[Openstack-operators] [Openstack] Bad performance on physical hosts kvm + bonding + bridging
Rick Jones
rick.jones2 at hp.com
Fri Jul 13 16:58:51 UTC 2012
On 07/13/2012 06:55 AM, Leandro Reox wrote:
> Ok, here is the story, we deployed some inhouse APIs in our Openstack
> privade cloud, and we were stressing them up, we realize that some
> packages were taking so long, to discard the behavior of the api, we
> installed apache, lighttpd and event tried with netcat, of course on
> the guest systems running ubuntu 10.10 w/virtio, after getting nuts
> modifing sysctl parameters to change the guest behavior, we realized
> that if we installed apache, or lighttpd on the PHYSICAL host the
> behavior was the same ...., that surprised us, when we try the same
> benchmark on a node without bonding, bridging and without any KVM
> packages or nova installed, with the same HW specs, the benchmark
> passes OK, but if we run the same tests on a spare nova node with
> everything installed + bonding + bridging that never run a virtual
> guest machine, the test fails too, so, so far:
>
> Tested on hosts with Ubuntu 10.10, 11.10 and 12.04
>
> - Clean node without bonding + briding or KVM - just the eth0
> configured - PASS
> - Spare node with bridging - PASS
> - Spare node with just bonding (dynamic link aggr mode4) - PASS
> - Spare node with nova + kvm + bonding + bridging - FAILS
> - Spare node with nova + kvm - PASS
>
> Is there a chance that working with bridging + bonding + nova some
> module get screwed, ill attach the tests , you can see that a small
> amount of packages takes TOO LONG, like 3secs, and the overhead time
> is on the "CONNECT" phase
If I recall correctly, 3 seconds is the default, initial TCP
retransmission timeout (at least in older kernels - what is your load
generator running?). Between that, and your mentioning connect phase,
my first guess (it is only a guess) would be that something is causing
TCP SYNchronize segments to be dropped. If that is the case, it should
show-up in netstat -s statistics. Snap them on both client and server
before the test is started, and after the test is completed, and then
run them through something like beforeafter (
ftp://ftp.cup.hp.com/dist/networking/tools )
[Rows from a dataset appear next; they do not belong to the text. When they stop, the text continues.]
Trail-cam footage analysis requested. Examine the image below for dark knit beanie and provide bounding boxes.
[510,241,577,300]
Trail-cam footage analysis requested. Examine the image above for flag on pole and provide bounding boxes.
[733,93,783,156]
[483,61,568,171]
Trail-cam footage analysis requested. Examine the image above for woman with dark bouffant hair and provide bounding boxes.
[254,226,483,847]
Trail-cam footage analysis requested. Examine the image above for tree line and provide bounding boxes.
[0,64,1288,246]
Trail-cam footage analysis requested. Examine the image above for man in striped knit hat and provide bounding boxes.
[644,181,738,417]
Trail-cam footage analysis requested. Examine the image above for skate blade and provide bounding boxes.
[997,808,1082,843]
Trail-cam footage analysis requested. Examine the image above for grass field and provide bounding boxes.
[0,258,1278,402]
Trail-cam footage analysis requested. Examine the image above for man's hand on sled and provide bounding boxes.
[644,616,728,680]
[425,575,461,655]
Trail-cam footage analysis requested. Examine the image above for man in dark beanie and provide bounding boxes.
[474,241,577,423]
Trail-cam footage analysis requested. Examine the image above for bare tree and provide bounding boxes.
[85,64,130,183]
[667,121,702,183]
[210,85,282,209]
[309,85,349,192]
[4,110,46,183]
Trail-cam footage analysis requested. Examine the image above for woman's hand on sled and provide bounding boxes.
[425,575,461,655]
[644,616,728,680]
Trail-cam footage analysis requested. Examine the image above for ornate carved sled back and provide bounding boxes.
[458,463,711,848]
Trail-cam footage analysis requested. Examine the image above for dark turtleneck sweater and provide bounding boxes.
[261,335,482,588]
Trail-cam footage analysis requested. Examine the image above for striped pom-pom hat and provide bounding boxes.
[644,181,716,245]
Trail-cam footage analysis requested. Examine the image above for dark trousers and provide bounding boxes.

netstat -s > before.server
# run benchmark
netstat -s > after.server
beforeafter before.server after.server > delta.server
less delta.server
(As a sanity check, make certain that before.server and after.server
have the same number of lines. The habit of Linux's netstat to avoid
printing a statistic with a value of zero can, sometimes, confuse
beforeafter if a stat appears in after that was not present in before.)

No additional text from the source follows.